基本的には調停委員によって進められますが、上記のとおり調停委員は裁判官ではなく法的な判断はできないため、法的な主張が当事者から出れば、その都度控えている裁判官と評議をするということになっています。
- 手続きは非公開で行われ、プライバシーも守られます。
- 双方の意見を丁寧に聴きながら、柔軟な解決策を探ることが可能です。
- 離婚や相続、近隣トラブルなど、継続的な関係がある場合に適しています。
- 裁判に比べて短期間で終了する傾向にあります(目安:6か月~1年程度)
合意が成立すれば、「調停調書」が作成され、判決と同じ効力を持ちます。
■ 裁判とは(法的判断による解決)
裁判は、当事者がそれぞれの主張・証拠を出し合い、最終的に裁判官が法律に基づいて判断を下す手続きです。
- 原則として公開の場で行われます。
- 判決には強制力があり、相手が従わない場合には強制執行も可能です。
- 話し合いが難しいケースや、相手方が協議に応じない場合に適しています。
- 調停と比べて長期化する傾向があります(目安:1年以上~)
■ 裁判と調停の違いを表で比較
比較項目 | 調停 | 裁判 |
---|---|---|
解決方法 | 話し合い・合意 | 判決 |
手続に参加する者 | 申立人、相手方、調停委員+裁判官 | 原告、被告、裁判官(1名~3名) |
手続き | 非公開・柔軟 | 公開・形式的・厳格 |
強制力 | 合意が必要 | 判決に従う義務あり |
手数料等 | 申立費用:1200円 郵券などを含めても3000円程度 | 費用:請求額に応じ、数千円~数万円+郵券代 |
主な利用場面 | 離婚・相続・ご近所トラブルなど話し合いによって解決の余地があるもの | 話し合いの余地がないもの、強制執行を行う必要があるもの |
弁護士費用の相場 | 着手金:20~40万円 報酬金:達成具合に応じて変動 | 着手金:30~50万円程度 報酬金:達成具合に応じて変動 |
期間の目安 | 半年~1年程度 | 1年~(長いもので2、3年) |
■ どちらの手続きが適しているのか
どちらの手続きにもメリット・デメリットがあります。
相手方との関係性、解決までのスピード、費用、プライバシーなどを踏まえ、最も納得のいく方法を選ぶことが大切です。

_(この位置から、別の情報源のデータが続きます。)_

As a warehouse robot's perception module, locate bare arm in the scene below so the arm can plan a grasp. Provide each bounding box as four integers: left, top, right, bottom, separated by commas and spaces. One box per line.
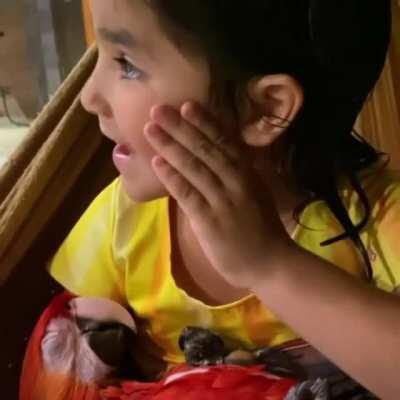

なお、離婚の場合は、いきなり離婚裁判というものができるわけではなく、調停を行い「不調」(調停がまとまらないこと)という結果を得る必要があります(これを調停前置といいます。)。
そのため、相手方に離婚事由があったとしても、直ちに裁判を起こせるわけではなく、まずは調停からはじめなければならないことに注意する必要があります。